Welcome to the Salisbury Chamber Music Club

We organise live music concerts every month during autumn and winter (September-April). Once a year we have young professionals, but otherwise all the performers are amateurs or semi-professionals.


Where do we meet? United Reformed Church, 30 Fisherton Street, Salisbury SP2 7RG. We start at 7.30pm

How much does it cost? A season ticket for eight concerts costs £14. One-off admissions at the door set you back £6, but if you are a student or under 18 we only charge £1. Special concerts, involving professional musicians are free to members but cost £8 at the door and £2 for students.

Who can attend? Everyone is welcome.

Contact? You can contact us at musicscmc@yahoo.co.uk


The Club was founded by Anthony Brown, father of several well-known musicians including Iona and Timothy, who organised concerts in his own home.

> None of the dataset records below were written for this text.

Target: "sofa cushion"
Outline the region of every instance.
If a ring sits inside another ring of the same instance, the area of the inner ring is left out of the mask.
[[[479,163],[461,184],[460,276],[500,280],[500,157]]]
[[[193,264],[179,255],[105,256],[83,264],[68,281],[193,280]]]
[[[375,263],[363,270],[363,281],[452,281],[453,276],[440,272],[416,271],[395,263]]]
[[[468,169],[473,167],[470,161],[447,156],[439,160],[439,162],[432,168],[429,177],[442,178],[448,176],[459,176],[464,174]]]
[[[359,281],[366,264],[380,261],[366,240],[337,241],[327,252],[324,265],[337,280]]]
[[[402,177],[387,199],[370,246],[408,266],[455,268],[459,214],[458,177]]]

An Inaugural Meeting held on April 1st 1941 at 27A New Canal established the club on a more formal footing.  The objects of the club were set out as

(a) encouraging the playing and appreciation of Chamber Music

(b) putting players in touch with one another

(c) facilitating the loan of music

(d) stimulating practice by enabling groups to play to critical audiences of fellow members.

The annual subscription was fixed at five shillings.

We can still claim to adhere to the first three of the stated objects of the club, but the days when concerts were always given by members to members are long gone. We now try to provide opportunities for local amateur musicians to play to a live audience which will always be friendly and supportive; as part of this policy, every year we invite one of the local schools to bring their students to play for us.


The Club owns an old Broadwood "boudoir" Grand Piano, which was  rescued from the Officers' Mess at Porton Down when it closed in 1979. This piano is kept in the United Reformed Church where the club meets. It was showing signs of its age, but thanks to grants and fund-raising by the Club we were able to have it fully overhauled by John Broadwood and Sons. At an inaugural recital after the work was completed, pianist Duncan Honeybourne played English music of the same period as the piano, and music by composers who favoured and played on Broadwood pianos. The audience also heard a talk by Dr Alastair Laurence, a Director of the Broadwood company.

For the benefit of piano experts, we should add that ours is a barless piano.